John B. King, Jr. is the fifteenth chancellor of the State University of New York (SUNY), the largest comprehensive system of public higher education in the United States.  

Prior to his appointment as chancellor, King served as president of The Education Trust, a national civil rights nonprofit which seeks to identify and close opportunity and achievement gaps for students from preschool through college.  

Chancellor King served in President Barack Obama’s cabinet as the tenth U.S. secretary of education. Upon tapping him to lead the U.S. Department of Education, President Obama called King “an exceptionally talented educator,” citing his commitment to “preparing every child for success,” and his lifelong dedication to public education as a teacher, principal, and leader of schools and school systems.

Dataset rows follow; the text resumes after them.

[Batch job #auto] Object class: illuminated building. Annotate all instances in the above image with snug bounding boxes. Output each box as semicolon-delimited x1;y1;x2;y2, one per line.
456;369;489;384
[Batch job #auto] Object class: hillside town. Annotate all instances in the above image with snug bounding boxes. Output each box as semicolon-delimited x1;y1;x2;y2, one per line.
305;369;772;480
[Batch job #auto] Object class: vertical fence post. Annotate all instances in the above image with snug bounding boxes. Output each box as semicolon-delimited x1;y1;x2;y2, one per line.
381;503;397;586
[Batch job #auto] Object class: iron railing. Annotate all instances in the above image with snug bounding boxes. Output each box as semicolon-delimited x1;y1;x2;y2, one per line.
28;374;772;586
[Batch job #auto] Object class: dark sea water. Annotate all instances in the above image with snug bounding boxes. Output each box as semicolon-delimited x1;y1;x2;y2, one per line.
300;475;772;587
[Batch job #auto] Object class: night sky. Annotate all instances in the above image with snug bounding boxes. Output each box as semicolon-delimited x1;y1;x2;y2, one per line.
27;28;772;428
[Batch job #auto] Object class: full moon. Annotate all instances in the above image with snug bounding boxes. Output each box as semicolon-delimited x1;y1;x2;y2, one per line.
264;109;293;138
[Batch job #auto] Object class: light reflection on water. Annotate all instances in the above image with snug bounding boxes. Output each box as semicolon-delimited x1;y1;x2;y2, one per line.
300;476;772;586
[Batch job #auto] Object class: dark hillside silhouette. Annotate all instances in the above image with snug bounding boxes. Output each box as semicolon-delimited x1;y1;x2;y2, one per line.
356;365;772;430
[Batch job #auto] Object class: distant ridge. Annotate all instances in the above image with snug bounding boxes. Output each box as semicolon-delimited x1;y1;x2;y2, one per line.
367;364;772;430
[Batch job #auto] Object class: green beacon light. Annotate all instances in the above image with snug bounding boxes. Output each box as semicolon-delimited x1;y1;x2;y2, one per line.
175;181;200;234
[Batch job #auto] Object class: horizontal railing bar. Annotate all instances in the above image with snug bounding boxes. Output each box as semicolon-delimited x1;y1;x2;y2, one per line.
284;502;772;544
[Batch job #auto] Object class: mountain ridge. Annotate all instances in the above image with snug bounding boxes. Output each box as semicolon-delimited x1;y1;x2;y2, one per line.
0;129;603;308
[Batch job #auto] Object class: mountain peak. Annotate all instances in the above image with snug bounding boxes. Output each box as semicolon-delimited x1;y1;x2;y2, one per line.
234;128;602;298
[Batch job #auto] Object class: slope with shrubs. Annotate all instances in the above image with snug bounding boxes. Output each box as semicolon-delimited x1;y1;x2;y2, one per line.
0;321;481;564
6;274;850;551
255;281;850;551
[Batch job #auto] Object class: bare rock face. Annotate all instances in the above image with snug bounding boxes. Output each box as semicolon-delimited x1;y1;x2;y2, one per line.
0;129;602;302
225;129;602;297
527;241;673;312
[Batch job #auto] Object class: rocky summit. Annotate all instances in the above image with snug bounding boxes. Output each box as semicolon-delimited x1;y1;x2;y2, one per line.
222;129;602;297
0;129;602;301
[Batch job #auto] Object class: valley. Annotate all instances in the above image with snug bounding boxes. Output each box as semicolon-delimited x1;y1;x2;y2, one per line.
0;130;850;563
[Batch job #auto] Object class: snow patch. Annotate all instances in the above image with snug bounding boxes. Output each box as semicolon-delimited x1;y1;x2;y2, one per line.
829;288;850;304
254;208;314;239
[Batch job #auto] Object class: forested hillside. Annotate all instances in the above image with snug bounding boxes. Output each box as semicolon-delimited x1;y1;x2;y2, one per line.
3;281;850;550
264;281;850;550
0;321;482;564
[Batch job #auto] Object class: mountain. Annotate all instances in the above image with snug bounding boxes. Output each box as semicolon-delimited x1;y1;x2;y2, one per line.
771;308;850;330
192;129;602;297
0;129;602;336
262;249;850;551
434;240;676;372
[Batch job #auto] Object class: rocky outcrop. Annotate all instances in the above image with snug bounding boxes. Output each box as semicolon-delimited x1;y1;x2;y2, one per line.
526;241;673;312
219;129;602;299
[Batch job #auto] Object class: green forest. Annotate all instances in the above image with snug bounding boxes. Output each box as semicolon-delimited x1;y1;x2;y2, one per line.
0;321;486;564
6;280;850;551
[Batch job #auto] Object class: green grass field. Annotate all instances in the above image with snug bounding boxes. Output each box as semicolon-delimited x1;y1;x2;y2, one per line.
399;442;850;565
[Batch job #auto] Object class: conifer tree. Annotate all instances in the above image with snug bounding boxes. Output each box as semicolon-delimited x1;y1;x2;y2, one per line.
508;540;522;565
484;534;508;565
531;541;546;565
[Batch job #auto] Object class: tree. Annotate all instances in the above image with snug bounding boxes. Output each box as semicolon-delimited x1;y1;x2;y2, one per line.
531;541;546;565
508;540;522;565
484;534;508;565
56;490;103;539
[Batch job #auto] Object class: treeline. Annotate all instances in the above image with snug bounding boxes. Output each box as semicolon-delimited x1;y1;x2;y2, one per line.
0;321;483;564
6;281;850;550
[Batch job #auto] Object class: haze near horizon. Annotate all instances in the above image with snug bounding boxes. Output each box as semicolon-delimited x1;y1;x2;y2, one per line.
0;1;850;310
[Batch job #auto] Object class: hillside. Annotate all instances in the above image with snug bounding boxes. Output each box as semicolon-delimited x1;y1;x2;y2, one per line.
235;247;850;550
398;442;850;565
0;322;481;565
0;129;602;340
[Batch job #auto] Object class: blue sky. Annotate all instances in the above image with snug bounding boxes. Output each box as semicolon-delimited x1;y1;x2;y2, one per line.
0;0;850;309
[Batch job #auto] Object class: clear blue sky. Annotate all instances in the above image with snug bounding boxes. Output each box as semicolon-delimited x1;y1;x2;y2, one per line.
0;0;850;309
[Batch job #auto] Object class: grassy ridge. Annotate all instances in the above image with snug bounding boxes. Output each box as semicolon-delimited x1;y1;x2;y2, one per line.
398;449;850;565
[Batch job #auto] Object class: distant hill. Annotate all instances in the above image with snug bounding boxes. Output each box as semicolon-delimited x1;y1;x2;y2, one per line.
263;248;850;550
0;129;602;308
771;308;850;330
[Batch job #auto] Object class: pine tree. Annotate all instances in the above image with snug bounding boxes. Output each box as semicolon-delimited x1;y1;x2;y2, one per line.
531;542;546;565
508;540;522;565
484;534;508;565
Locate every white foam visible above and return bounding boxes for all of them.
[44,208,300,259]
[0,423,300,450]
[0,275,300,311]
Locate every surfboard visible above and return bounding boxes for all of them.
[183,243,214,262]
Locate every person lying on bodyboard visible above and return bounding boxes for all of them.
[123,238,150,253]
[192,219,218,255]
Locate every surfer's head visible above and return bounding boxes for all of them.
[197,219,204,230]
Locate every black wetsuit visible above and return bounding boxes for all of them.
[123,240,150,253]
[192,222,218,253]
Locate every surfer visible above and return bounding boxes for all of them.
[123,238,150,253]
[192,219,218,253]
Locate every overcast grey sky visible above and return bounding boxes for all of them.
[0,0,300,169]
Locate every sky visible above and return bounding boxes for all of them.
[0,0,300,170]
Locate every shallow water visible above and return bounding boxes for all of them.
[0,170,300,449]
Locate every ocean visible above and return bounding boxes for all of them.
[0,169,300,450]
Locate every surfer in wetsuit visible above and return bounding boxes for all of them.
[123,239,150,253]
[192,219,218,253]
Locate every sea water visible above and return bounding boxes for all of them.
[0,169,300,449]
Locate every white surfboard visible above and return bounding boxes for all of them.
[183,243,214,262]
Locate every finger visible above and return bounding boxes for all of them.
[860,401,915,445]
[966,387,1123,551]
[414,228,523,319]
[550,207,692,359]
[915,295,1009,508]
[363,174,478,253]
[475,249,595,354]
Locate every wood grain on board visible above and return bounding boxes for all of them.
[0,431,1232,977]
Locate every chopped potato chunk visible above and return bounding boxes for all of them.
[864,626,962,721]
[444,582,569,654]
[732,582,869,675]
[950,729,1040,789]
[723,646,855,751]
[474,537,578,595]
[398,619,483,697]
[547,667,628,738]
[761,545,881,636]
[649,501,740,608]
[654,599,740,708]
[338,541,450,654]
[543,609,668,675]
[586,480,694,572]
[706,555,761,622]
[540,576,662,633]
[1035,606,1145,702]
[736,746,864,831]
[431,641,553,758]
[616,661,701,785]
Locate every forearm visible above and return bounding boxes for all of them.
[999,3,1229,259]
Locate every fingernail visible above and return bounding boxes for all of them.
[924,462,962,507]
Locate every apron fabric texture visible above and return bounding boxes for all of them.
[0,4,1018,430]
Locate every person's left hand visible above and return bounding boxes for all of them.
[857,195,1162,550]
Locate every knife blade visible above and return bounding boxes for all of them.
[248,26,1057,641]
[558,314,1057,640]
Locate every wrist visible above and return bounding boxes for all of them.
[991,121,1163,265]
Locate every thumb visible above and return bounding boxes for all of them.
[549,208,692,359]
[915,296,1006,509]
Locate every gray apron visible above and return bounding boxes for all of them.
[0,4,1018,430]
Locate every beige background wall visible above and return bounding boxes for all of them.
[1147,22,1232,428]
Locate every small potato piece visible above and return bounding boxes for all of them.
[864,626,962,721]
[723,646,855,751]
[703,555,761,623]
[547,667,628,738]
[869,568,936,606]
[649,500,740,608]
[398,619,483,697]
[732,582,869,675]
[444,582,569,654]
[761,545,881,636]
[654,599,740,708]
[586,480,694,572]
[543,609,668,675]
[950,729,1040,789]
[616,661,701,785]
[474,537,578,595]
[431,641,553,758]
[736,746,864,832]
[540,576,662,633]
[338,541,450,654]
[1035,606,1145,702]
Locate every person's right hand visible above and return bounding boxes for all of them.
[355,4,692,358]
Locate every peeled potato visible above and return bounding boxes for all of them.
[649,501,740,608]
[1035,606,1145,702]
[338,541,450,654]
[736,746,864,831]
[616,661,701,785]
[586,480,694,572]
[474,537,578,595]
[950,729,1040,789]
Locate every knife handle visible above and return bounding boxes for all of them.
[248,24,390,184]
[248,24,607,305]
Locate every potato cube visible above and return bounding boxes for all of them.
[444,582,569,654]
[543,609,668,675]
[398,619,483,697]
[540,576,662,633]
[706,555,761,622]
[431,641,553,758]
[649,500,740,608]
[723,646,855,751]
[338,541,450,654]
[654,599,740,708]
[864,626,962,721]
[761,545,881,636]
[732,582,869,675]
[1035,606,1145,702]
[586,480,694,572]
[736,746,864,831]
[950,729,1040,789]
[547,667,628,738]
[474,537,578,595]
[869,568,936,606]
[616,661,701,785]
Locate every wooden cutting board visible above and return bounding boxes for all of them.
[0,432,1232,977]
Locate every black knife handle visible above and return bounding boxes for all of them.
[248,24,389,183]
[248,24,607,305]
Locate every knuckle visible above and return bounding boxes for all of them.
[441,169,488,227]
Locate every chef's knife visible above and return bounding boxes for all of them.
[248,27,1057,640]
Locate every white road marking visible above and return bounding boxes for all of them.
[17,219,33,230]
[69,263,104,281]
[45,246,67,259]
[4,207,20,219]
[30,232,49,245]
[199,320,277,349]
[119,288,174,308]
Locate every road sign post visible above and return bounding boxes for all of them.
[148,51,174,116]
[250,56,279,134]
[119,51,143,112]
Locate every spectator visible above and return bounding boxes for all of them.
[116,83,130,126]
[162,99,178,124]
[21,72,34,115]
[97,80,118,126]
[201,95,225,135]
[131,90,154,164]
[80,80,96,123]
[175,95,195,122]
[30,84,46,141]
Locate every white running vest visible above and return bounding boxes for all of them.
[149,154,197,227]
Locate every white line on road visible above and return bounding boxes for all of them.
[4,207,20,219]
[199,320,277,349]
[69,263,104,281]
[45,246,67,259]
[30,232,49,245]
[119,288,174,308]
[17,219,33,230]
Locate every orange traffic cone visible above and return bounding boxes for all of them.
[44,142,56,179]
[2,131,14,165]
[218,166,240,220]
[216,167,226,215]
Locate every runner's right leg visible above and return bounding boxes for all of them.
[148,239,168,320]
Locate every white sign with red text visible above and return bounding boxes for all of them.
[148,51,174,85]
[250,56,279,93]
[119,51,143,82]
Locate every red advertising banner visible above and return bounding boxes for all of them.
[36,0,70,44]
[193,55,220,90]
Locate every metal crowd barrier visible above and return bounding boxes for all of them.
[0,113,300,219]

Before his appointment as secretary of education, Chancellor King fulfilled the duties of deputy secretary of education, overseeing all policies and programs related to P–12 education, English learners, special education, and innovation.

His service in Washington, D.C. followed King’s tenure as New York State’s first African-American and first Puerto-Rican education commissioner, a role in which he oversaw all elementary and secondary schools, as well as public, independent, and proprietary colleges and universities, professional licensure, libraries, museums, and numerous other educational institutions. 

Chancellor King holds a bachelor of arts in government from Harvard University and a JD from Yale Law School, as well as both a master of arts in the teaching of social studies and a doctorate in education from Teachers College at Columbia University.